Study proves protein filament's role in cartilage strength

Research conducted by UC Davis Health System and the Shiley Center for Orthopaedic Research and Education at Scripps Clinic shows how the protein filament vimentin provides healthy cartilage with the mechanical strength and flexibility necessary to resist stress. Published in the January 2011 issue of the Journal of Orthopaedic Research, the study is the first detailed look at the role of vimentin in cartilage in both healthy and osteoarthritic joints.

Prior to the current study, vimentin was one of the most poorly understood protein filaments. While it is found throughout the body, it is most abundant in chondrocytes — the cells that make up cartilage.
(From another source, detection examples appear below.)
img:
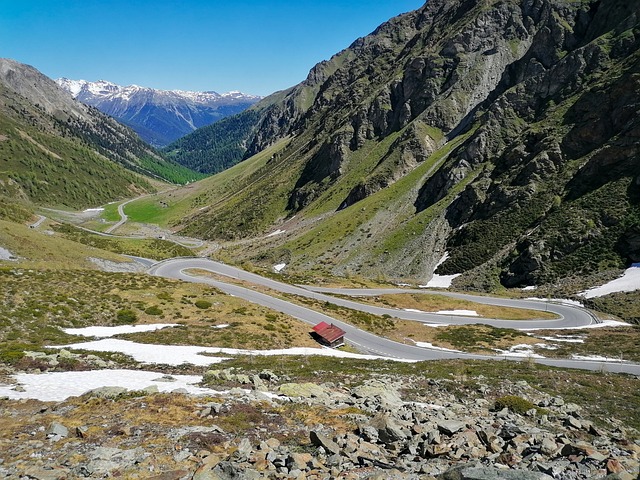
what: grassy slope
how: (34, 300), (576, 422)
(0, 109), (152, 208)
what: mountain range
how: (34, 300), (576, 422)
(56, 78), (260, 147)
(0, 59), (200, 208)
(2, 0), (640, 290)
(168, 0), (640, 290)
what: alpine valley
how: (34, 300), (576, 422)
(56, 78), (260, 147)
(0, 0), (640, 480)
(149, 0), (640, 296)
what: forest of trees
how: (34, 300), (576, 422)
(164, 109), (260, 174)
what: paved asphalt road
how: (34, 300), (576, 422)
(149, 258), (640, 375)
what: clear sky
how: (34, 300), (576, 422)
(0, 0), (424, 95)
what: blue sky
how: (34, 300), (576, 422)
(0, 0), (423, 95)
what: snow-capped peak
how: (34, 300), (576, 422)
(56, 78), (261, 105)
(56, 77), (89, 97)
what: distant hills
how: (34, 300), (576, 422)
(56, 78), (261, 147)
(169, 0), (640, 290)
(0, 59), (200, 208)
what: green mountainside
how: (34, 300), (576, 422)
(163, 92), (294, 174)
(170, 0), (640, 289)
(0, 59), (202, 208)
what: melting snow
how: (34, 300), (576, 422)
(0, 370), (215, 401)
(578, 263), (640, 298)
(418, 252), (462, 288)
(494, 343), (544, 358)
(537, 335), (584, 343)
(52, 338), (410, 366)
(0, 247), (16, 260)
(520, 320), (631, 332)
(62, 323), (178, 338)
(571, 355), (622, 363)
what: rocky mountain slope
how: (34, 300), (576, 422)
(175, 0), (640, 289)
(0, 362), (640, 480)
(0, 59), (198, 207)
(56, 78), (260, 147)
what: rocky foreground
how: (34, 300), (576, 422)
(0, 369), (640, 480)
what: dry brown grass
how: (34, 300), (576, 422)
(350, 293), (558, 320)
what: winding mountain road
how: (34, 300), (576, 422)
(149, 258), (640, 375)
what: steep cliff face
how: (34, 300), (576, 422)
(180, 0), (640, 288)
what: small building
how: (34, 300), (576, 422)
(313, 322), (346, 348)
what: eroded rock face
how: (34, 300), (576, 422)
(181, 0), (640, 289)
(0, 376), (640, 480)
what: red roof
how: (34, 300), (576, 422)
(313, 322), (345, 343)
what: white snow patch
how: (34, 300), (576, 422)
(494, 343), (545, 358)
(418, 252), (462, 288)
(578, 263), (640, 298)
(62, 323), (178, 338)
(536, 335), (584, 343)
(525, 297), (584, 307)
(0, 370), (215, 401)
(0, 247), (17, 261)
(520, 320), (631, 332)
(51, 338), (416, 366)
(571, 355), (622, 363)
(434, 310), (480, 317)
(418, 273), (462, 288)
(416, 342), (460, 353)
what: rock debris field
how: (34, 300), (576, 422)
(0, 369), (640, 480)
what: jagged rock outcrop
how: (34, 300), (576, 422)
(179, 0), (640, 288)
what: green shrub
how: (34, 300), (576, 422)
(116, 308), (138, 325)
(144, 305), (162, 316)
(194, 300), (211, 310)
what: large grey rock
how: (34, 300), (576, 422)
(351, 380), (403, 410)
(46, 422), (69, 438)
(309, 430), (340, 455)
(436, 465), (553, 480)
(438, 420), (467, 436)
(278, 383), (329, 398)
(369, 413), (407, 444)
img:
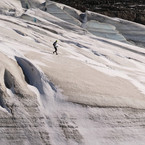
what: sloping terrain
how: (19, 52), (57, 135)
(0, 1), (145, 145)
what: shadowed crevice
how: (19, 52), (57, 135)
(15, 56), (44, 94)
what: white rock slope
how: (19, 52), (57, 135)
(0, 1), (145, 145)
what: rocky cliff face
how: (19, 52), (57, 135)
(0, 0), (145, 145)
(54, 0), (145, 24)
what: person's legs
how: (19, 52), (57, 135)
(53, 47), (58, 55)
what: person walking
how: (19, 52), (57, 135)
(53, 40), (58, 55)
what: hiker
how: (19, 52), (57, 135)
(53, 40), (58, 55)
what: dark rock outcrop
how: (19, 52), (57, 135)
(51, 0), (145, 24)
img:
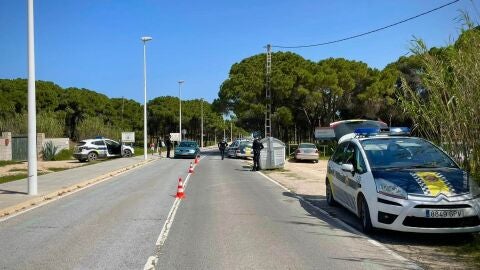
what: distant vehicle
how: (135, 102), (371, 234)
(330, 119), (388, 141)
(326, 128), (480, 233)
(295, 143), (318, 163)
(73, 137), (134, 162)
(235, 141), (253, 158)
(226, 139), (253, 158)
(174, 141), (200, 158)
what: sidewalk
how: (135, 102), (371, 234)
(0, 155), (155, 218)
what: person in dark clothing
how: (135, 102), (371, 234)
(165, 136), (172, 158)
(252, 138), (263, 171)
(218, 140), (228, 160)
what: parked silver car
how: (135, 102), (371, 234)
(295, 143), (318, 163)
(73, 137), (134, 162)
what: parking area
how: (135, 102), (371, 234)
(264, 160), (480, 269)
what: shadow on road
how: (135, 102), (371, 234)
(283, 192), (478, 269)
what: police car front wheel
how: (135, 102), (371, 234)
(123, 149), (132, 157)
(326, 179), (337, 206)
(88, 152), (98, 161)
(359, 196), (373, 233)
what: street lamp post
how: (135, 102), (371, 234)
(142, 37), (152, 160)
(178, 80), (185, 141)
(230, 119), (233, 142)
(223, 119), (227, 140)
(200, 98), (203, 148)
(28, 0), (37, 195)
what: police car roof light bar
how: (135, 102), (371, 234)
(388, 127), (410, 136)
(354, 128), (380, 136)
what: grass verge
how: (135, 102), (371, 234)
(0, 160), (22, 167)
(452, 233), (480, 269)
(8, 168), (28, 172)
(0, 172), (45, 184)
(47, 167), (70, 172)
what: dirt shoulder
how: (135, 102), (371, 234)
(263, 160), (479, 269)
(0, 160), (86, 177)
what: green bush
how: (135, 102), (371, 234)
(42, 141), (58, 161)
(55, 149), (73, 160)
(400, 17), (480, 175)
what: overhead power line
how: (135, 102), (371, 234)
(272, 0), (460, 49)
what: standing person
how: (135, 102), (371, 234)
(150, 142), (155, 156)
(165, 136), (172, 158)
(157, 137), (163, 157)
(252, 138), (263, 171)
(218, 139), (228, 160)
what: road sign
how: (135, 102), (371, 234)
(122, 132), (135, 142)
(170, 133), (181, 142)
(315, 127), (335, 140)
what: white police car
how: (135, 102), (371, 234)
(326, 128), (480, 233)
(73, 137), (134, 162)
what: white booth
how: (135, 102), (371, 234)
(260, 137), (285, 170)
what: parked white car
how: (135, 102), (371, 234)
(326, 128), (480, 233)
(295, 143), (318, 163)
(73, 137), (134, 162)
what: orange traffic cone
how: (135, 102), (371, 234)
(188, 162), (193, 173)
(176, 177), (185, 199)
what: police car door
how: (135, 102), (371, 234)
(93, 140), (107, 158)
(343, 142), (367, 213)
(327, 142), (349, 207)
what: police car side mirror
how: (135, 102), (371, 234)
(342, 164), (354, 173)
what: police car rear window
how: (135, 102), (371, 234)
(361, 138), (457, 169)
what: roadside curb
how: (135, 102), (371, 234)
(0, 159), (156, 221)
(257, 171), (423, 269)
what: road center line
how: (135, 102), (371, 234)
(143, 156), (205, 270)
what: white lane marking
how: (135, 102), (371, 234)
(257, 171), (423, 269)
(143, 156), (205, 270)
(0, 161), (155, 222)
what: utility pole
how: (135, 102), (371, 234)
(178, 80), (185, 141)
(200, 98), (203, 148)
(230, 118), (233, 142)
(27, 0), (37, 195)
(265, 44), (272, 138)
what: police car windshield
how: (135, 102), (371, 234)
(361, 137), (457, 170)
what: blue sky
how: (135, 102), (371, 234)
(0, 0), (480, 103)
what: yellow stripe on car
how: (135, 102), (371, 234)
(412, 172), (455, 196)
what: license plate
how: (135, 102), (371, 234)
(425, 210), (463, 218)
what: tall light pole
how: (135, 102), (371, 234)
(142, 37), (152, 160)
(178, 80), (185, 141)
(28, 0), (37, 195)
(200, 98), (203, 148)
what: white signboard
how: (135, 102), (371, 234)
(315, 127), (335, 140)
(170, 133), (181, 142)
(122, 132), (135, 142)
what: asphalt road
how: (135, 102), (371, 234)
(0, 159), (190, 269)
(158, 153), (411, 269)
(0, 154), (411, 269)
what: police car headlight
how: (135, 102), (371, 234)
(464, 176), (480, 198)
(375, 178), (407, 199)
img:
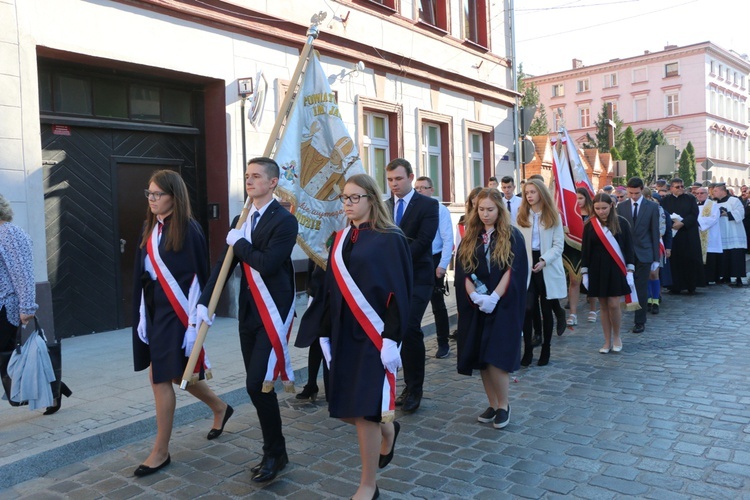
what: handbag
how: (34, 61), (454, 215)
(0, 316), (62, 406)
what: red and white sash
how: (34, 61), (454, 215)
(589, 217), (641, 311)
(146, 224), (211, 379)
(242, 262), (294, 392)
(331, 226), (396, 423)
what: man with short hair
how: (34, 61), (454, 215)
(661, 177), (704, 295)
(198, 157), (298, 483)
(714, 183), (747, 287)
(414, 176), (453, 359)
(696, 187), (723, 284)
(500, 175), (521, 224)
(617, 177), (659, 333)
(385, 158), (440, 412)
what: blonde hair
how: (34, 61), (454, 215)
(346, 174), (398, 231)
(516, 179), (559, 228)
(458, 188), (513, 273)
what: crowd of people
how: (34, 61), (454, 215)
(0, 157), (750, 499)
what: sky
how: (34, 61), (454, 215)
(514, 0), (750, 75)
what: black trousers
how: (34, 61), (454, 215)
(523, 250), (557, 350)
(430, 253), (450, 345)
(240, 327), (286, 457)
(401, 285), (435, 394)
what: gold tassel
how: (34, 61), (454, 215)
(380, 410), (396, 424)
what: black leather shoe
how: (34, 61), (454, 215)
(206, 405), (234, 441)
(401, 391), (422, 413)
(250, 455), (266, 475)
(133, 455), (172, 477)
(378, 422), (401, 469)
(396, 387), (409, 406)
(253, 453), (289, 483)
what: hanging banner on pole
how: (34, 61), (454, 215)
(274, 55), (365, 267)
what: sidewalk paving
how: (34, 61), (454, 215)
(0, 280), (750, 499)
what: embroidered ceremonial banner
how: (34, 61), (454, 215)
(275, 56), (365, 269)
(331, 226), (396, 423)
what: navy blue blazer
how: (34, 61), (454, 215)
(386, 192), (440, 285)
(199, 200), (298, 330)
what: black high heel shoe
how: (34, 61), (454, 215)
(42, 382), (73, 415)
(295, 385), (318, 403)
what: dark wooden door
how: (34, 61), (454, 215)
(37, 123), (200, 338)
(114, 159), (182, 327)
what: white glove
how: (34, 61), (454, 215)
(137, 314), (148, 344)
(320, 337), (331, 368)
(227, 222), (247, 247)
(479, 292), (500, 314)
(380, 339), (401, 374)
(136, 292), (148, 344)
(196, 304), (216, 327)
(182, 326), (198, 358)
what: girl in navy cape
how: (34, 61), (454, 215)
(456, 189), (529, 429)
(133, 170), (233, 477)
(298, 174), (412, 499)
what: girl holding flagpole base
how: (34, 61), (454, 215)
(311, 174), (412, 500)
(581, 193), (640, 354)
(133, 170), (233, 477)
(456, 189), (529, 429)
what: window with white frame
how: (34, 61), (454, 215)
(422, 123), (443, 200)
(469, 132), (485, 186)
(633, 68), (648, 83)
(664, 62), (680, 78)
(552, 108), (565, 132)
(578, 106), (591, 128)
(633, 97), (648, 122)
(362, 112), (391, 193)
(665, 92), (680, 116)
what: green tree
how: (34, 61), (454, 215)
(677, 142), (695, 185)
(518, 64), (549, 135)
(622, 126), (643, 179)
(583, 102), (625, 153)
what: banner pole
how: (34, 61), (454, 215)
(180, 11), (326, 390)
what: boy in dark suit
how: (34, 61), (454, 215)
(198, 157), (298, 483)
(617, 177), (659, 333)
(385, 158), (439, 412)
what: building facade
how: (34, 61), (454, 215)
(526, 42), (750, 187)
(0, 0), (515, 337)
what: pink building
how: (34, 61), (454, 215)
(526, 42), (750, 186)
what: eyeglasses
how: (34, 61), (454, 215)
(339, 194), (367, 205)
(143, 189), (168, 201)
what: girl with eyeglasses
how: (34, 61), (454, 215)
(133, 170), (234, 477)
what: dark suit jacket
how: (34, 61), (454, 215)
(386, 192), (440, 285)
(199, 200), (298, 330)
(617, 198), (659, 264)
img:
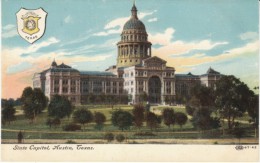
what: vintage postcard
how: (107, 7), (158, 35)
(1, 0), (259, 162)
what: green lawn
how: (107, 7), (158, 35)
(2, 105), (254, 139)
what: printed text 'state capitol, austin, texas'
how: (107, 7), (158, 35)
(33, 4), (221, 104)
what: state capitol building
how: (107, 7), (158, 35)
(33, 4), (221, 104)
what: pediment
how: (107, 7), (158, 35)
(143, 56), (166, 68)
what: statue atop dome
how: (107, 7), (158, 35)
(117, 2), (152, 67)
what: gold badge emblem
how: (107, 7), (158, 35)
(16, 8), (47, 43)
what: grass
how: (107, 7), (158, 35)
(2, 105), (254, 139)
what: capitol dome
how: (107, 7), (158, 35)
(123, 4), (146, 32)
(117, 4), (152, 67)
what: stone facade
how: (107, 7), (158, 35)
(33, 5), (221, 104)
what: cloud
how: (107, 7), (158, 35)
(149, 28), (228, 56)
(93, 10), (157, 36)
(147, 18), (158, 22)
(148, 28), (175, 45)
(64, 15), (72, 24)
(2, 24), (18, 38)
(239, 32), (258, 40)
(6, 62), (32, 74)
(155, 41), (259, 73)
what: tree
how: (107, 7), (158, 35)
(247, 95), (259, 137)
(139, 92), (148, 102)
(104, 133), (115, 142)
(133, 104), (144, 129)
(216, 76), (254, 129)
(185, 105), (195, 116)
(232, 122), (246, 144)
(191, 108), (221, 130)
(94, 112), (106, 130)
(174, 112), (188, 129)
(146, 112), (161, 130)
(73, 108), (93, 130)
(21, 87), (48, 122)
(48, 95), (73, 119)
(46, 118), (61, 128)
(111, 109), (133, 131)
(162, 108), (175, 129)
(2, 100), (16, 124)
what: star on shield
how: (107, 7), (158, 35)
(16, 8), (47, 44)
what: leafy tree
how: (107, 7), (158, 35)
(2, 99), (16, 124)
(21, 87), (48, 122)
(174, 112), (188, 129)
(94, 112), (106, 130)
(104, 133), (115, 142)
(46, 118), (61, 128)
(216, 76), (254, 129)
(232, 122), (246, 144)
(133, 104), (144, 129)
(88, 93), (96, 104)
(139, 92), (148, 102)
(185, 105), (195, 116)
(247, 95), (259, 126)
(191, 108), (220, 130)
(162, 108), (175, 129)
(73, 108), (94, 130)
(146, 112), (161, 130)
(111, 109), (133, 131)
(48, 95), (73, 119)
(116, 134), (125, 143)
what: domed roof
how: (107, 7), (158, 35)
(123, 4), (145, 31)
(123, 18), (145, 30)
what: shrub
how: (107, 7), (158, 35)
(116, 134), (125, 143)
(63, 123), (81, 131)
(104, 133), (114, 142)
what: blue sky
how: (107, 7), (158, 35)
(2, 0), (259, 97)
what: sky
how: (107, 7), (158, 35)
(1, 0), (259, 98)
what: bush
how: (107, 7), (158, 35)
(63, 123), (81, 131)
(116, 134), (125, 143)
(104, 133), (114, 142)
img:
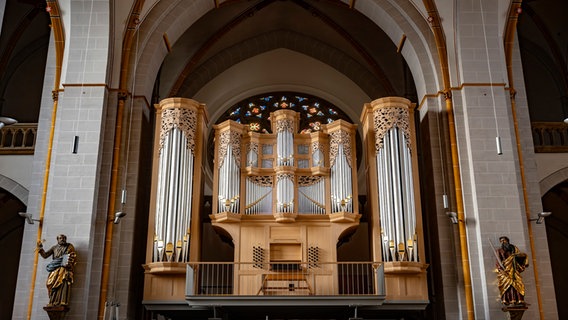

"We have shown for the first time that vimentin plays a big role in helping cells handle mechanical stress in cartilage," said Dominik Haudenschild, the study's lead author and an assistant professor of orthopaedic surgery at UC Davis. "This has important implications for understanding why cartilage breaks down during osteoarthritis and holds potential for developing treatments that prevent filament damage."

Osteoarthritis is the most common joint disease in the United States and is caused by the degeneration of cartilage, which typically maintains its structure due to protein filaments such as actin, tubulin and vimentin. Without a cartilage "cushion," bones rub together and cause pain, stiffness and loss of movement. Osteoarthritis becomes increasingly common as people age and is more likely to develop in overweight people or in those who have had bone or joint injuries.

In a unique series of experiments, Haudenschild embedded human cartilage cells from healthy and osteoarthritic knee joints into a gel that allowed precise measurement of changes in cellular dimensions while the cells underwent mechanical compression. In some cases, cells were first treated with a chemical that specifically caused the vimentin to breakdown, while leaving other protein filaments unaffected.

The investigations demonstrated that vimentin significantly contributes to the strength or stiffness — a measure of how well a cell keeps its shape under mechanical stress — of healthy chondrocytes. Cartilage cells that are less stiff deform more easily and may cause an entire joint to be susceptible to injury. Chondrocytes from osteoarthritic joints had weaker vimentin structures than chondrocytes from normal joints and were less affected by vimentin disruption, likely because the disease process was already under way. This indicates that potential treatments targeting vimentin disruption need to be delivered early in the course of osteoarthritis before vimentin breakdown has occurred.

Using an innovative combination of fluorescent proteins and live-cell imaging on a confocal microscope, the team also obtained some of the highest-resolution 3-D images ever produced of vimentin in chondrocytes. These images confirmed the lab results by revealing that vimentin filaments form a tight cage within normal cartilage cells, keeping individual cells stiff and stable. In chondrocytes from cartilage of patients with osteoarthritis, the vimentin structure was disrupted and less able to maintain cell structure under mechanical stress.

"Healthy vimentin appears to be critical in maintaining cartilage's vitality," said Haudenschild. "Blocking its breakdown early in the disease process or restoring its structure in osteoarthritic cells to look more like it does in healthy cells could be promising avenues of treatment."

Haudenschild, who joined the UC Davis faculty in 2008, conducted the research for "Vimentin Contributes to Changes in Chondrocyte Stiffness in Osteoarthritis" at UC Davis and while at the Shiley Center and the Scripps Research Institute. Other authors were Jianfen Chen, Nina Pang, Nikolai Steklov, Shawn P. Grogan, Martin K. Lotz and Darryl D. D'Lima of the Scripps Clinic and the Scripps Research Institute.

Haudenschild's UC Davis laboratory group and the Scripps team are continuing their collaboration on defining the role of vimentin in arthritis and aging. The UC Davis scientists are looking at biochemical aspects, while Scripps researchers are using computer modeling techniques to complement the investigations.

The study was funded by a donation from Donald V. and Darlene P. Shiley and a grant from the National Institutes of Health. A highly sophisticated research tool — a confocal microscope — used to conduct the study was funded by a generous donation from Terry Gooding.